On the way, we stopped in Evergreen Kosher Market. If you have never been there, imagine a supermarket that is also a flower shop, a pizza shop, a café, and a small city. We walked into this fully kosher world, and I had an immediate and surprising thought: I feel more at home in my local Trader Joe’s than I do here.
It was disorienting. Here I was, surrounded by people who looked like me, shared my language, my rhythms, my references—and I felt completely outside of it.
There is a particular loneliness when you see the “we of me”, and not feel part of it. When you are amongst the tribe and do not feel claimed by it.
After a few minutes—and a necessary coffee—I had a different thought: If I speak to one person, we will find a connection. It felt almost like a challenge.
The next day, I walked into a gift shop in the Evergreen complex and started talking to the shopkeeper. Not Chabad. Plain frum. Where are you from? Atlanta. Oh, we know someone in Atlanta—Rabbi Lerman.

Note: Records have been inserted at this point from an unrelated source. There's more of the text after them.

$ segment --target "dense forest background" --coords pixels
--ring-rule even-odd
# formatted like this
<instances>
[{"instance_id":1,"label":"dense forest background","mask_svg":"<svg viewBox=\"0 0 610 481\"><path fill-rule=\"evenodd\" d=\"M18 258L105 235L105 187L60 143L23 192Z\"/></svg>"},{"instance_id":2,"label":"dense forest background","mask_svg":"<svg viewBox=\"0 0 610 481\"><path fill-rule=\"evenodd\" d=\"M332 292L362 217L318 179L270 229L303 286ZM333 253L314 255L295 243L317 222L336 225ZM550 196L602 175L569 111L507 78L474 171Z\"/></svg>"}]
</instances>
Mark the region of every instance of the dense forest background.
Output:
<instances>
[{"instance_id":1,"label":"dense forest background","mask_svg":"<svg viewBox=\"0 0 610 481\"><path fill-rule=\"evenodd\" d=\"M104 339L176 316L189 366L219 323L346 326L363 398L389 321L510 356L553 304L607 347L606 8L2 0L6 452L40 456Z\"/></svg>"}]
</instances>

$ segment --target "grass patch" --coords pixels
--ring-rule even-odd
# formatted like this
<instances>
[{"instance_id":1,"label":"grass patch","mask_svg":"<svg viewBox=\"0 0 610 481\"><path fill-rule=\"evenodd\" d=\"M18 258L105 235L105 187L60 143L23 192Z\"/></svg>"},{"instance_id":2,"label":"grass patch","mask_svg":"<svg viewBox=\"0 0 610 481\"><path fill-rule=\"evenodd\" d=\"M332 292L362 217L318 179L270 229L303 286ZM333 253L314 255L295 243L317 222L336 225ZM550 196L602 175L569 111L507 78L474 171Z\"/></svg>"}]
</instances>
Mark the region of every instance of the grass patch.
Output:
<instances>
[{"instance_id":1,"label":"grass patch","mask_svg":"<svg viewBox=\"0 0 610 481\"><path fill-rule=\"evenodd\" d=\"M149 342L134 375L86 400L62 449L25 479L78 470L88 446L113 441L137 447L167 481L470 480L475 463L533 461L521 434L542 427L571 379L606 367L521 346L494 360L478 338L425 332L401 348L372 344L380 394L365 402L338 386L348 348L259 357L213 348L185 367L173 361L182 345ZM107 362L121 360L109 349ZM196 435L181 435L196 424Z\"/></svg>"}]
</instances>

This shopkeeper is related to his wife, oh, and my daughter-in-law is her niece. They are cousins. Of course they were. We kept going.
Last names were exchanged. Connections multiplied. At some point, I realized I had heard that last name before—from a childhood friend (not chabad), from a summer camp in the Catskills, from a completely different version of my life.
I texted her. She confirmed it. She added a layer; her daughter was also married into this family, which I just learned is related to my daughter-in-law. What even?
The man standing in front of me, in a store I had never entered before, in a town I do not live in, was now connected to me through multiple threads—family, memory, shared history.
One conversation. As I suspected, that was all it took.
Up in space, they look back and see one thing: Not countries or communities. Not insiders or outsiders. Just a lot of blackness and a ball called Earth.
Down here, it doesn’t always feel that way. Down here, we miss flights. We lose days. We sit in nail salons feeling like ghosts in our own lives. We walk into rooms full of people who should feel like ours and feel like strangers. Down here, we drift.
And yet, again and again, something interrupts the drift: A question. A conversation. A name. A thread—until suddenly, the Ayeka reveals itself.
Let us not need 200,000 miles of distance to see that we are all connected—that we are not floating, even when it feels that way. We are—inescapably, beautifully, and dutifully—linked.